Cytokines are a natural signal that stimulate the immune system, and compounds like the cytokine interleukin-12 (IL12) have been effective in fighting recurrent brain tumors in laboratory models. However, they have not been tolerated well by patients when delivered intravenously, according to Lukas.

To avoid this, the current study uses a one-two punch: an injection of a viral vector near the tumor site that transports a gene for IL12 production into the tumor, followed by an orally-delivered activator, which combine to cause transcription of genes that produce IL12.

This system allows clinicians to transform the brain into its own IL12 “factory,” turning production on and off with a pill, all while avoiding the toxicity seen when IL12 is administered throughout the body, according to Lukas.

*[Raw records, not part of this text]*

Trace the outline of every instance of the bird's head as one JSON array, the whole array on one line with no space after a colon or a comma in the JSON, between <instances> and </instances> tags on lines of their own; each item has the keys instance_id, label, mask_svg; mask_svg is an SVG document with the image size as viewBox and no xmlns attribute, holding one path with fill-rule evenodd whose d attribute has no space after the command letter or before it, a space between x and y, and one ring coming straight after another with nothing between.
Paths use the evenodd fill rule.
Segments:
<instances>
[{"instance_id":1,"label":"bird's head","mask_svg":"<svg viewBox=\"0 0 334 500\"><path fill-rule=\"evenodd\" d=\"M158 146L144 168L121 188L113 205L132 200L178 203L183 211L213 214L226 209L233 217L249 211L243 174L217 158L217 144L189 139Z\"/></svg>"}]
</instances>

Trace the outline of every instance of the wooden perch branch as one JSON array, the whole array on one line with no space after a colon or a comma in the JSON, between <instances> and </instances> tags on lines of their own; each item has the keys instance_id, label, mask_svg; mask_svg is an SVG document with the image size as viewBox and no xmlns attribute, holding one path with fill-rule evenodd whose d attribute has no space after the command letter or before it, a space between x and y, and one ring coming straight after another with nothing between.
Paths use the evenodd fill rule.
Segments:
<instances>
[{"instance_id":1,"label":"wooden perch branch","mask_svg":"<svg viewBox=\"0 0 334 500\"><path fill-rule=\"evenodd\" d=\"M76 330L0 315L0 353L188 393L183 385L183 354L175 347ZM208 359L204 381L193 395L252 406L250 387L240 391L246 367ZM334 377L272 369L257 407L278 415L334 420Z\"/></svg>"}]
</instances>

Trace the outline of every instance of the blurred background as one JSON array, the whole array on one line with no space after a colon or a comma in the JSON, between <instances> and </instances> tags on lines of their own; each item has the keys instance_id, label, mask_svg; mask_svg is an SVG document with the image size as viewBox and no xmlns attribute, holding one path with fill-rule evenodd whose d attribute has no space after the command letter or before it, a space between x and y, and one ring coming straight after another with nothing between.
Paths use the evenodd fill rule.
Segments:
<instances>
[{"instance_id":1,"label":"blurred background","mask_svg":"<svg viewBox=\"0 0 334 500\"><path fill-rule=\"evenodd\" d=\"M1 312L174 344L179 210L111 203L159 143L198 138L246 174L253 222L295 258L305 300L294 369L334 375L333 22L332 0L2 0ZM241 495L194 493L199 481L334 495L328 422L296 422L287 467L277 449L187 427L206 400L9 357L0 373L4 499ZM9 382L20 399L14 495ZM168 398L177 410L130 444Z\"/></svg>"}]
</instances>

In the study, investigators found that patients tolerated the drug combination well, and determined an optimal dosing schedule for future studies. Importantly, they also confirmed production of IL12, and observed the expected downstream effects, such as increased production of certain immune compounds.

“For me, this last point is the most exciting,” Lukas said.

In the future, Lukas and his collaborators will examine a combination therapy — adding an immune checkpoint inhibitor to the mix — and are currently enrolling patients in a phase 2 trial to test this therapy’s efficacy in patients.

Notably, they will be strictly limiting steroid utilization based on findings in the phase 1 study where steroids appeared to be associated with decreased efficacy of the IL12 production, Lukas said.

Priya Kumthekar, MD, assistant professor of Neurology in the Division of Neuro-Oncology, of Medicine in the Division of Hematology and Oncology and a member of the Robert H. Lurie Comprehensive Cancer Center of Northwestern University, was also a co-author of the study.

The clinical trial and correlative studies were funded by Ziopharm Oncology and National Institutes of Health grants 2P01CA163205 and CA069246-20.